Macao. Size of a village, impact of a volcano. The statistics alone are mind-boggling: 13.2 percent GDP growth in 2008, making the concept of a "financial crisis" about as nonsensical as Chinese cheese. More gambling revenue even than that other Mecca of vice out in the deserts of Nevada, US. And all packed into a tiny sliver of land roughly the size of one of the smaller inner-city districts of Beijing. It is still an open question, however, whether the sin capital of the East can offer more to its hordes of tourists (again, an unfathomably huge 25 million in the first 10 months of 2008 alone) than mere kitsch and casinos.
I use the term "mere" in the most generous sense, of course. There is something grotesquely awesome about the largest casino in the world looking like a giant indoor mock-up of the Venetian canals, or the tallest bungeejumping platform on the planet right in the heart of downtown, or all the fountain shows, fire shows, and food fairs never more than a few bus stops away.
Macao doesn't seem to know what to do with all its money – aside from simply giving it away (literally: Each resident receives a few thousand patacas every year just for being alive.) They've built a plethora of monuments that have no discernible meaning, including a pair of 40-meter tall black obelisks that look like they just landed from the mothership and have since fallen into disuse and disrepair along a weed-choked beach boardwalk.
It's a bit sad then, that for all its frilly, tourist-baiting delights, Macao's gaming floors are packed to the teeth at four in the morning on Saturday, at three in the afternoon on Thursday, and every second in between. The repetitive clink and clang of the slot machines could just as easily mark the sound of another spoilt rich kid who'll go without his drinking money for the night as they could the death knell of an entire family's life savings. Not to say that the Chinese – by far Macao's largest visitor base – are more susceptible to gambling addictions than anyone else, but the sheer size and scale of the Macao casino infrastructure is unsettling in this easy money, get-rich-(andpoor)- quick era.

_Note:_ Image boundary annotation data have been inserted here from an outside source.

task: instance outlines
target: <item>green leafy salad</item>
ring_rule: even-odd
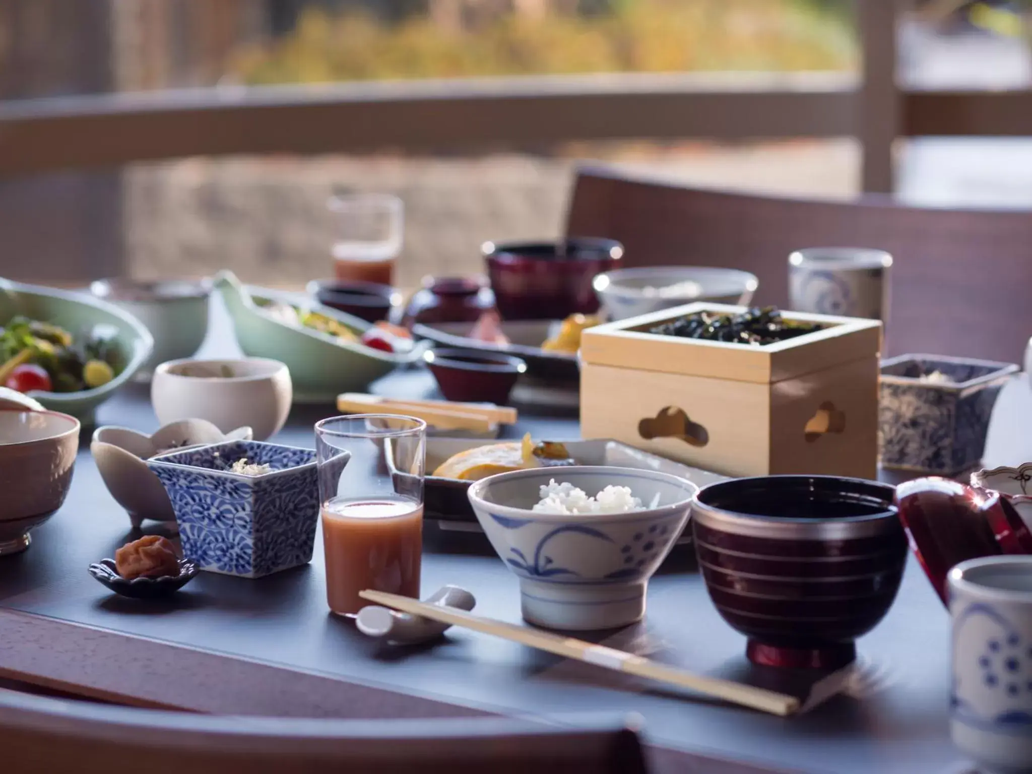
[[[47,322],[15,317],[0,327],[0,385],[30,392],[78,392],[110,382],[125,357],[102,326],[72,336]]]

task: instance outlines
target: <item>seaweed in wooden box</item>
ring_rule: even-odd
[[[584,438],[730,476],[876,477],[881,323],[786,312],[821,327],[765,345],[649,332],[702,312],[746,310],[690,303],[584,331]]]

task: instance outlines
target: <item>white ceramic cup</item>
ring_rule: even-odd
[[[1032,556],[949,572],[950,734],[985,774],[1032,771]]]
[[[287,366],[260,357],[171,360],[155,368],[151,384],[151,402],[162,424],[206,419],[223,432],[250,426],[255,441],[280,431],[292,398]]]
[[[796,312],[885,322],[893,257],[867,248],[807,248],[788,256],[788,296]]]

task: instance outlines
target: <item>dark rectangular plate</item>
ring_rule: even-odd
[[[526,378],[548,384],[577,385],[580,381],[580,366],[576,355],[561,352],[546,352],[541,345],[553,335],[560,322],[554,320],[512,320],[502,322],[502,332],[511,344],[497,345],[470,338],[474,323],[417,324],[412,332],[417,338],[425,338],[442,347],[457,347],[481,352],[503,352],[513,355],[526,363]]]

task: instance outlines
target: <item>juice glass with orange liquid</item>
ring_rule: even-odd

A glimmer of hope emerges, however, in the form of Macao's deep and rich historical legacy. As the oldest European colony in East Asia and most recently relinquished colony in the world, Macao's firm embrace of its Portuguese roots is evident citywide, from the stunning ruins of St. Paul's Cathedral to the narrow, brightly-colored cobblestone walkways criss-crossing the old neighborhoods. Add to this a diverse smattering of Asian temples and gardens, and a picture emerges of a unique and uncommon global city – one of the few that, in these over extended economic times, is still nascent enough to be less defined by its greed and excesses than the fascinating history which predated them.